School day always opened with the Pledge of Allegiance. In the 5th grade I can remember reciting the words, or rather the sounds, something like this. I plej allejence to the flag….and to the republic for Richard Stands……. I wasn’t too bright. It was 1943. We were at war. Some things you just do.

Then there was that word, indivisible, which I probably said as, invisible. The most important phrase was, liberty and justice for all. Who could argue against that? After all, free speech, assembly, free press and religion were all givens. The Norman Rockwell posters on the wall confirmed it with his, Four Freedoms.


Now we are engaged in a great war, said Abraham Lincoln. We still are. If not a shooting war, an ideological one with more or less the same opponents. One nation very much divisible. It strikes me that those two words, liberty and justice, are at the heart of it.

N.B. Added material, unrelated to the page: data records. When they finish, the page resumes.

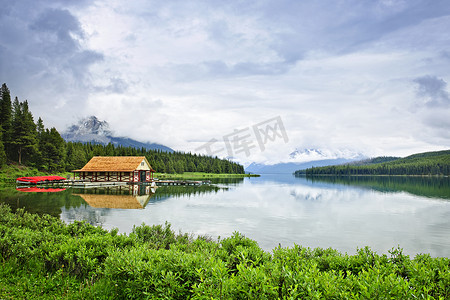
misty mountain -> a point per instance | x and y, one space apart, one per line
92 130
307 158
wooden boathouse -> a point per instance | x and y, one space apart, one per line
131 169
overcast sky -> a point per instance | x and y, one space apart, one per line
359 76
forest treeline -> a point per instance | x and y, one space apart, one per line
428 163
29 143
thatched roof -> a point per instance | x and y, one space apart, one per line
114 164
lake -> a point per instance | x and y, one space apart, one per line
342 213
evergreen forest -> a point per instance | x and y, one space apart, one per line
26 142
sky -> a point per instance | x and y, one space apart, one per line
252 80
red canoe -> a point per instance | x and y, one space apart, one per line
39 179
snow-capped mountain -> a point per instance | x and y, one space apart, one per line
92 130
307 158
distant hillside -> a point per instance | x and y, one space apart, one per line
92 130
375 160
291 167
428 163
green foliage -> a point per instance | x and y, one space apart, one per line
42 257
428 163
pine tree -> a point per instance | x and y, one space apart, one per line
23 137
52 150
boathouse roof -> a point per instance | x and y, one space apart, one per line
116 164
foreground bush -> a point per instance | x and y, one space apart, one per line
42 257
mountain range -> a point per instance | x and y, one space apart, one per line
92 130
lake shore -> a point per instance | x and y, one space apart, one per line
200 175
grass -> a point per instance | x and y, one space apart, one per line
200 175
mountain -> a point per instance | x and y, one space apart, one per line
427 163
306 158
92 130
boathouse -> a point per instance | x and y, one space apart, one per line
133 169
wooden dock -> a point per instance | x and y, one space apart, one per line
95 184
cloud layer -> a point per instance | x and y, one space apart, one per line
369 77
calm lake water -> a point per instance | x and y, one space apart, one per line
342 213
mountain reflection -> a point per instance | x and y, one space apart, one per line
121 197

Republicans have exploited the concept of Liberty to mean no regulations, get off my back or don’t bother me or I got mine, screw you… with Big Government as the offender. Therefore, why pay taxes? Nobody’s going to mandate that I get health insurance or clean air or safe medicine or vaccinations or take away my guns. It’s a free country, ain’t it?

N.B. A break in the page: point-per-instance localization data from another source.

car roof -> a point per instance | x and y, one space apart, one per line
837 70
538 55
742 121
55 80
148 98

The idea of justice is certainly much more than punishment as in, being brought to justice. It has to do with a social contract providing safety, educational opportunities, housing, employment, a living wage etc… Justice is an open term, subject to a range of ideas with inclusion implicit as in, justice for all.

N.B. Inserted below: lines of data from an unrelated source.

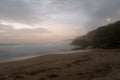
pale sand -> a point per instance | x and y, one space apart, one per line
93 65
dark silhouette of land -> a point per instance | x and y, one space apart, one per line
105 37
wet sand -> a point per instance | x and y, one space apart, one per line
76 65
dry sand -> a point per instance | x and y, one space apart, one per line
93 65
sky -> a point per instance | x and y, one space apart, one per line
49 20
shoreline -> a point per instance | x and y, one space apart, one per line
73 65
22 58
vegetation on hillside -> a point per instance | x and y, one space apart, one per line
105 37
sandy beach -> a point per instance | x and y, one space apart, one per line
93 65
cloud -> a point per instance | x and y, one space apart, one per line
17 11
6 29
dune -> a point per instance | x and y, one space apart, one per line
90 65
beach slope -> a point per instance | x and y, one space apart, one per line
92 65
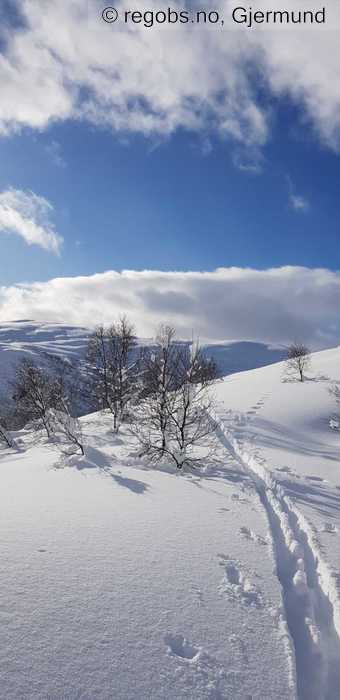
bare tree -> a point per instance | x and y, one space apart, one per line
67 428
35 393
174 418
298 359
5 436
112 367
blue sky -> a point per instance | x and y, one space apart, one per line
172 205
170 150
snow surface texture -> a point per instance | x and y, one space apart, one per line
281 432
39 340
120 581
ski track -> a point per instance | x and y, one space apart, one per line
310 588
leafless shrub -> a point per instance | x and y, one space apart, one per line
174 418
298 360
111 375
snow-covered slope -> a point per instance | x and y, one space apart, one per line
38 340
121 581
281 433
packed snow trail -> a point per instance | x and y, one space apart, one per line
118 581
310 586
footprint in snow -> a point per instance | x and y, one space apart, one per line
329 527
179 646
250 535
315 478
236 585
240 499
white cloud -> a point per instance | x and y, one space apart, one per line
298 203
54 151
29 216
68 63
275 305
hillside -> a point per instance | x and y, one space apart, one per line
38 340
125 581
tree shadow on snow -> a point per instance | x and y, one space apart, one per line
95 459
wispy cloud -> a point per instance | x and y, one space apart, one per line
273 305
154 81
296 201
29 216
54 151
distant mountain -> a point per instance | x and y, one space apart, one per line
239 356
40 340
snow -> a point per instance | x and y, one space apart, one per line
38 340
281 432
122 581
126 582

Both words have become bloated, one might say invisible, on the tongues of politicians, invoked without much specificity. But for those of us in the thick of it the two words seem loaded, almost to be in opposition. Liberty vs Justice. Of course Liberals have not ceded the concept of Liberty to Trumpdom. We cherish the freedom of a woman to choose as well as the right for a compassionate death. Similarly a Libertarian has no argument with Stop Signs or red lights. We need to recognize the value system of our counterparts in order to have a conversation. Justice, after all, does not curtail liberty; it assures responsibility.

Whether we meet in the halls of justice or under the Statue of Liberty we must come together. Let our allegiance be pledged for this. Richard Stands would agree… whoever he is.